Poelschaatsenrijder ( Gerris lacustris )

 

De Poelschaatsenrijder is een van de algemeenste schaatsenrijders in de lage landen.

Hij komt voor in allerlei watertypen, zowel stilstaande wateren als sloten en meertjes maar ook wel op beken.

De soort is ongeveer een 1 cm groot, en heeft soms langere, soms kortere vleugels.

Hij is donkerbruin.

Het halsschild is eenkleurig donker, en in de lengterichting een beetje gekield.

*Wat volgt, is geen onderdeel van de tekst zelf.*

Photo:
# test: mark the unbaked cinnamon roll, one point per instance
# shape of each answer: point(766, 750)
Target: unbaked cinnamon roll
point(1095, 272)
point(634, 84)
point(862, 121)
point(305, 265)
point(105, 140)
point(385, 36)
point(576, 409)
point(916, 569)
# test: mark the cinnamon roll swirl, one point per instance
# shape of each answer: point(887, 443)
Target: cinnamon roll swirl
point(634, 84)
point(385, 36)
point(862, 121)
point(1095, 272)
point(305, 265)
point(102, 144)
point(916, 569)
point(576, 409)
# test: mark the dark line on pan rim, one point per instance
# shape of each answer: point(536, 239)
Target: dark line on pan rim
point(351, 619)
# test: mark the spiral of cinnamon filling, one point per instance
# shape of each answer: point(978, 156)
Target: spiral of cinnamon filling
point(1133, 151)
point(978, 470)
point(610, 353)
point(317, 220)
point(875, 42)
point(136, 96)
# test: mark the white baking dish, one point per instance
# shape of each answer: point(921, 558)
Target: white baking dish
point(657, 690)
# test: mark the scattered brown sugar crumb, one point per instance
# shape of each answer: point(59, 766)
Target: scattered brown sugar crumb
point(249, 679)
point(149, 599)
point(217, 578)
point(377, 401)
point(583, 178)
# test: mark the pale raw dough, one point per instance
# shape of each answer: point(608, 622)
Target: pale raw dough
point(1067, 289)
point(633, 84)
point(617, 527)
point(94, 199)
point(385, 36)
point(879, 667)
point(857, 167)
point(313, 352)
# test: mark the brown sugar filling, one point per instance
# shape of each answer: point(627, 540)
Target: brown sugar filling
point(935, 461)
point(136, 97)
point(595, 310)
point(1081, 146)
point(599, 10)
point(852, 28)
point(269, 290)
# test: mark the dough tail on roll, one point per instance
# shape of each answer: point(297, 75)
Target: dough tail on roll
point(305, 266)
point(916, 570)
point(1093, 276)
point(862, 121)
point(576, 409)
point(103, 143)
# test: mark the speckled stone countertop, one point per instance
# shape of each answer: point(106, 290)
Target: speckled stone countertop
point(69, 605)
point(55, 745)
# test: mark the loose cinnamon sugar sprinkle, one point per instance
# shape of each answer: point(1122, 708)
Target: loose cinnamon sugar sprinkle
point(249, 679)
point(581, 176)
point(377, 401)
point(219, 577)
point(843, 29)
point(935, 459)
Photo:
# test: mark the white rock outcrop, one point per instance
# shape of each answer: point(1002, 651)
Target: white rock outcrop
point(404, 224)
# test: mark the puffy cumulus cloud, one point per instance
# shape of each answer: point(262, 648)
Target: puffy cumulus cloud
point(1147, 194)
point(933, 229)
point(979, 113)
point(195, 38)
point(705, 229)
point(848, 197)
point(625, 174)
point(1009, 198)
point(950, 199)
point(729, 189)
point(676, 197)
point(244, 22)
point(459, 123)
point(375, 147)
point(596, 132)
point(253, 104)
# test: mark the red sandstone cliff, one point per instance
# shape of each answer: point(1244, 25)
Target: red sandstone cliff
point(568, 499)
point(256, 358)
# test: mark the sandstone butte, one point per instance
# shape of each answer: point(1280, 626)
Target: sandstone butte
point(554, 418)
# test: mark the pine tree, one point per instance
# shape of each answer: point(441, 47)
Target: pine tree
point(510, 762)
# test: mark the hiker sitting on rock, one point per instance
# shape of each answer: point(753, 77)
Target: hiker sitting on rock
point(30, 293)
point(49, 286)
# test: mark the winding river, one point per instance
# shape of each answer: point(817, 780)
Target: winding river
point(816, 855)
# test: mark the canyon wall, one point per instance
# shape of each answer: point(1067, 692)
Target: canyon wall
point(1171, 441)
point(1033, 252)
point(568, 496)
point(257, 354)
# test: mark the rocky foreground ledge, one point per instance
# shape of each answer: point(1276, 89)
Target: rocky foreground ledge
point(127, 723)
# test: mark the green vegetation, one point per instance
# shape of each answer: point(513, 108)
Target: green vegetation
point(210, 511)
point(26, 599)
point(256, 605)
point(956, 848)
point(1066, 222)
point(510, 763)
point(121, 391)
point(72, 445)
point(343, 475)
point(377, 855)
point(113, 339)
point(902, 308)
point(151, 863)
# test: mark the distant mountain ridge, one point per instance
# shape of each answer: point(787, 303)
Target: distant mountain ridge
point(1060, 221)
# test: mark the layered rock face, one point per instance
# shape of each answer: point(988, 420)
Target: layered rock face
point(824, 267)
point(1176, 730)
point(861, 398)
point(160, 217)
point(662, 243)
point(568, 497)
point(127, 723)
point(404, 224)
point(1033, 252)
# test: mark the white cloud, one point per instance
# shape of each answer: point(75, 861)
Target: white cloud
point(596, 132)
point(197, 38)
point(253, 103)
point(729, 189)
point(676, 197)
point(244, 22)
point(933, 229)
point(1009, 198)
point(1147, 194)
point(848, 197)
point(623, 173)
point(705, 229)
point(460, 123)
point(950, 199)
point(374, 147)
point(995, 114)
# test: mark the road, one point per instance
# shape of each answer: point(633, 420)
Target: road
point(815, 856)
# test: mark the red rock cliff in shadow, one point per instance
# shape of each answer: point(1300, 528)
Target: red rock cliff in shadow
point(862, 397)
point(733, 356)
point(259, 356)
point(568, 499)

Daardoor lijkt er bij zekere lichtval een lichte lengtestreep te zijn.

De voordijen zijn grotendeels gelig met een tamelijk vage, donkere streep op de zijkanten.

Zich voortbewegen doet deze soort door met de pootjes te roeien, en zo kleine golfjes te veroorzaken.

Hier zet een schaatsenrijder zich tegen af en doordat de poten schoksgewijs worden bewogen lijkt de voortbeweging sterk op schaatsen. Aanvankelijk dacht men dat de schaatsenrijder zijn snelheid zou genereren door de vorming van capillaire golven.

Dan zou hij zijn poten sneller moeten bewegen dan 0,25 m/s (de golfsnelheid van waterrimpels).

Bij normale snelheden bewegen de schaatsenrijders zich niet zo snel, maar ze kunnen snelheden tot 1,5 m/s behalen.

Deze wants jaagt en eet ook op het wateroppervlak, en het voedsel bestaat uit kleine dieren die in het water vallen en niet kunnen zwemmen.

Voorbeelden zijn kleine kevertjes en vliegjes maar ook wel kleine waterinsecten die naar boven komen om adem te halen zoals muggenlarven.

Ook amfibieënlarven worden gegeten.

Met de voorste, tangachtige poten worden de prooien gegrepen en vastgehouden, en vervolgens door de zuigsnuit doorboord en leeggezogen.